Celaena quase derrubou a bandeja do café da manhã ao correr da mesa à janela até a penteadeira de pau-rosa. Com mãos ágeis, passou um dos pentes pelos cabelos, fazendo o movimento contrário antes de prender o adorno. Rapidamente repetiu isso do outro lado da cabeça e, ao terminar, sorriu para o próprio reflexo. Exótica, hipnotizante, imperiosa.
Arobynn podia ser um canalha, e podia estar associado com Lysandra, mas tinha ótimo gosto.
Ah, era tão gostoso estar de volta à civilização, com as lindas roupas e sapatos e joias e cosméticos e todo o luxo sem o qual passara o verão!
Celaena examinou as pontas do cabelo e franziu a testa. A expressão se intensificou quando a atenção se voltou para as mãos — para as cutículas levantadas e as unhas irregulares. Então emitiu um assobio baixo, olhando para as janelas em uma das paredes do quarto decorado. Era o início do outono; o que significava que a chuva costumava ficar sobre Forte da Fenda durante umas duas semanas.
Pelas nuvens baixas e pela chuva fustigante, ela conseguia ver o restante da capital reluzindo à luz cinzenta. Pálidas casas de pedra geminadas, ligadas por avenidas largas, que se estendiam das paredes de alabastro ao cais no quarteirão leste da cidade, desde o centro fervilhante, até o prédios em ruínas nos cortiços na ponta sul, onde o rio Avery fazia a curva para o interior do continente. Até mesmo os telhados esmeralda de cada construção pareciam cobertos de prateado. O castelo de vidro se erguia sobre todos, as torres de vigia mais altas ocultas pela névoa.
O comboio de Melisande não poderia ter escolhido uma hora pior para visitar. Se quisessem fazer os festivais de rua, encontrariam poucos participantes dispostos a se aventurar pela chuva inclemente.
Celaena retirou os pentes do cabelo devagar. O comboio chegaria naquele dia, Arobynn revelara na noite anterior, em um jantar particular. Ainda não respondera se mataria Doneval em cinco dias, e o mestre não insistira em relação a isso. Tinha sido gentil e gracioso, servira-lhe a comida, falara baixo, como se ela fosse algum bicho de estimação assustado.
A jovem olhou de novo para os cabelos e as unhas. Um bicho de estimação muito desleixado e selvagem.

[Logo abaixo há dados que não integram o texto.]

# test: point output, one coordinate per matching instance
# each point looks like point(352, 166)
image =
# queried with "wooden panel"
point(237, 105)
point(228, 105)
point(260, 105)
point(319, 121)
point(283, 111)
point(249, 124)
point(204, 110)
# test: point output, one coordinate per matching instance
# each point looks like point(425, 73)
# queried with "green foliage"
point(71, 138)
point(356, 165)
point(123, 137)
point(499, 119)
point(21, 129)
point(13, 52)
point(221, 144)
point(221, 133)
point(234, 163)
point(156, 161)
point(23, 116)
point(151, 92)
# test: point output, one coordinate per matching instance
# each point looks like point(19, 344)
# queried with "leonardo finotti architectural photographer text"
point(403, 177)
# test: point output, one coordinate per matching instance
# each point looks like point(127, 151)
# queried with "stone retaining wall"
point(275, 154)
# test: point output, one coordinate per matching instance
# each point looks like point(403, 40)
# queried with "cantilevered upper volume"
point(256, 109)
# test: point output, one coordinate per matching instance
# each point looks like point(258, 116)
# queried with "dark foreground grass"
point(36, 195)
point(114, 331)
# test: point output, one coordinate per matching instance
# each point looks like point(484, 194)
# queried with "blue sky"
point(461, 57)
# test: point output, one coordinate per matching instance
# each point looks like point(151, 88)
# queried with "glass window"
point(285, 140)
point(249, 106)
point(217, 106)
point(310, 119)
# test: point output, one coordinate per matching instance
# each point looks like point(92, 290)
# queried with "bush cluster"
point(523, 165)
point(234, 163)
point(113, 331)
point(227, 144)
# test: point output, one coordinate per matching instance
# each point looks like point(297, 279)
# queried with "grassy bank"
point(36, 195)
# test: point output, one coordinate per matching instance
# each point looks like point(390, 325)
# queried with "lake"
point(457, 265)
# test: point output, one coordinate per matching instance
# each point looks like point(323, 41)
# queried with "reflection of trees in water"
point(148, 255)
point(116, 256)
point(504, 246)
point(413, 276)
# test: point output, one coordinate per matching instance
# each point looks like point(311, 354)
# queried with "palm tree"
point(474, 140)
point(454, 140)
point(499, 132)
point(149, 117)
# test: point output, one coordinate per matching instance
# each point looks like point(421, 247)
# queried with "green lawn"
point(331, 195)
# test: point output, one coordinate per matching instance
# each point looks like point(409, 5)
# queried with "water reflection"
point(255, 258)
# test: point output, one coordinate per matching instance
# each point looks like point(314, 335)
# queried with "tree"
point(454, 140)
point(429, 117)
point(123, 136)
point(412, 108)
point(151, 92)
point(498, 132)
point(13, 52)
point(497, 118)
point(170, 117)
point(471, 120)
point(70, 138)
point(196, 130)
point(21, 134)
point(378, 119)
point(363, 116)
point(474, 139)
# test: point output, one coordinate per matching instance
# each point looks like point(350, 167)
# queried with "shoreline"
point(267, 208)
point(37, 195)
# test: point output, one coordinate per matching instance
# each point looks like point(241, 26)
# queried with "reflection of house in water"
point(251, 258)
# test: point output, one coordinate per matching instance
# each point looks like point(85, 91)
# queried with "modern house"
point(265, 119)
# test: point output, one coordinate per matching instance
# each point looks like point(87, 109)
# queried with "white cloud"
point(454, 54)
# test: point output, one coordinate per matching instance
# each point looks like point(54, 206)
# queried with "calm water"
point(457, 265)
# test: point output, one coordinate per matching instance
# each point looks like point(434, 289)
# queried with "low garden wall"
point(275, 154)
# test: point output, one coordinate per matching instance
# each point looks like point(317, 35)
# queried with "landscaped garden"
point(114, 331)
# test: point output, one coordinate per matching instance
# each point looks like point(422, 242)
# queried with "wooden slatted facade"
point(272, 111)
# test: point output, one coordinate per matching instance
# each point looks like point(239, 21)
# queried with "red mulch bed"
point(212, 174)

Celaena foi para o quarto de vestir. Decidiria o que fazer em relação a Doneval e aos compromissos dele depois. Por enquanto, nem mesmo a chuva a impediria de se mimar um pouco.
***
Todos na loja que a assassina frequentava para se cuidar ficaram animadíssimos ao recebê-la... e absolutamente horrorizados diante do estado de seu cabelo. E das unhas. E das sobrancelhas! Não pôde se dar o trabalho de fazer as sobrancelhas enquanto viajava? Meio dia depois — com os cabelos cortados e brilhantes, as unhas macias e reluzentes —, Celaena desbravava as ruas encharcadas da cidade.
Mesmo chovendo, as pessoas encontravam desculpas para sair e passear conforme o enorme comboio de Melisande chegava. Ela parou sob o toldo de uma floricultura; o dono estava de pé à porta observando a grande procissão. Os cidadãos de Melisande serpenteavam pela ampla avenida que se estendia desde o portão oeste da cidade até as portas do castelo.
Havia os malabaristas e engolidores de fogo de sempre, seus trabalhos infinitamente dificultados pela chuva irritante; as dançarinas cujas calças esvoaçantes estavam encharcadas até os joelhos, e havia a fileira de Pessoas Muito Importantes e Muito Ricas, que estavam amontoadas
sob mantos e não pareciam tão altivas quanto imaginaram que pareceriam.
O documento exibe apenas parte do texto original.